Satellites can accurately take Earth's temperature

Changes in near-surface air temperatures around the world are one of the most important indicators of climate change. But to fully capture the impact rising temperatures have on people, plants, and processes at Earth's surface, climate scientists and models must consider the temperature of the land itself as well.

Land surface temperature—literally, how warm or cool Earth is to the touch—is important because it affects almost every process at Earth's surface from evaporation to human health. Land surface temperature is distinct from near-surface air temperature, which is typically measured by weather stations 2 meters above the ground, but the two usually track each other quite closely.

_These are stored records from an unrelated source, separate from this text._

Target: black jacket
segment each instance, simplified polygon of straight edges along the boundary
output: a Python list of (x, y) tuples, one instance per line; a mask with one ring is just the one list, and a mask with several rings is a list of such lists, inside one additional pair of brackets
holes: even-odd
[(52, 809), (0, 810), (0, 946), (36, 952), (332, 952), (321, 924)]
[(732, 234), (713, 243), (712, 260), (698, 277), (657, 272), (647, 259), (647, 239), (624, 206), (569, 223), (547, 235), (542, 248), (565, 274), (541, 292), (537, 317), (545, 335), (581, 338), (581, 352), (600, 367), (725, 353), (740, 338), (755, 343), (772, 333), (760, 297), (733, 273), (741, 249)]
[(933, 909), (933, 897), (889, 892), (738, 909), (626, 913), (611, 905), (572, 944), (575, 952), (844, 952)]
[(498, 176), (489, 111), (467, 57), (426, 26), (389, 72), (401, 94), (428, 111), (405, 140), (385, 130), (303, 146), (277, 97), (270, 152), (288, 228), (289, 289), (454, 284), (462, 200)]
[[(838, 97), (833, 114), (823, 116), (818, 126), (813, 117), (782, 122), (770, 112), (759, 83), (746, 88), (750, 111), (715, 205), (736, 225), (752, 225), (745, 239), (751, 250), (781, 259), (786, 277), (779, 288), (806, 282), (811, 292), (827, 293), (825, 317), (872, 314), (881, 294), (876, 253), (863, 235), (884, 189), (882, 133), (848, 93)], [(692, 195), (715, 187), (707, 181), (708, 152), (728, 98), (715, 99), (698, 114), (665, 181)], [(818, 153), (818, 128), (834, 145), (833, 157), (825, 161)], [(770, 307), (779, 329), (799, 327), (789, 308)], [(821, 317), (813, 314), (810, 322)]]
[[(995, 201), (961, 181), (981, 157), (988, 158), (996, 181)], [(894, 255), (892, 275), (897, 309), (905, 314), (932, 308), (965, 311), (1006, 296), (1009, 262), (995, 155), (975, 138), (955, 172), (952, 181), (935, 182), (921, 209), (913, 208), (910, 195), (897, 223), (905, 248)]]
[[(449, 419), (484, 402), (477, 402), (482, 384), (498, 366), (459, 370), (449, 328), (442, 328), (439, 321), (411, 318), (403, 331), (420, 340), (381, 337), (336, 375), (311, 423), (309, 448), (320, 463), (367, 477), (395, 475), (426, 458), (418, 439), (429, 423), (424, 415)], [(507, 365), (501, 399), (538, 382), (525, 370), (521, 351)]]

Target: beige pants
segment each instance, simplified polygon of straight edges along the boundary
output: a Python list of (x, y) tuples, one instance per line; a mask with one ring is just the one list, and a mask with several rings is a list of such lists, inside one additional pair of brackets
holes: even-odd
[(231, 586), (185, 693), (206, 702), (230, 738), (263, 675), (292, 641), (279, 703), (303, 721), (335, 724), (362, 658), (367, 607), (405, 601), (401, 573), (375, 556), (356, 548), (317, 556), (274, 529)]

With global coverage of temperature from both microwave and infrared data, satellites can help fill in gaps in near-surface air temperature data where weather stations aren't available, such as Antarctica and the Tibetan Plateau. The data are also valuable in their own right: Land surface temperatures are used to map urban heat islands and heat disparities, check the accuracy of climate models, and assess drought severity.

However, land and air temperature measurements don't always track each other as accurately as usual, so scientists need to check them carefully before they use them to study the climate. To determine which land surface temperature (LST) satellite data sets are the most reliable, Good et al. completed the first assessment of six different land surface temperature data sets from the European Space Agency's Climate Change Initiative for LST project.

The researchers compared those data to near-surface air temperature data to check for mismatches and looked for inconsistencies, for example, after satellite sensors were changed.

The team found that the six satellite-based land surface temperature data sets generally show similar variability to near-surface temperatures from weather stations, but satellites with microwave-based sensing slightly outperformed infrared-based sensing.

Among the six data sets, MODIS (Moderate Resolution Imaging Spectroradiometer)/Aqua and Advanced Along-Track Scanning Radiometer—both infrared data sets—most reliably tracked temporal changes in near-surface air temperatures, suggesting they are currently the best candidates for long-term temperature monitoring and trend detection. The others suffered from stability problems that resulted in jumps and disconnections from the near-surface air temperature data.

Together, the findings point to the importance that long-term, satellite-based records for land surface temperature can have for understanding changes to Earth's climate while highlighting the need for careful consideration of any data set's consistency over time.

The research was published in Earth and Space Science.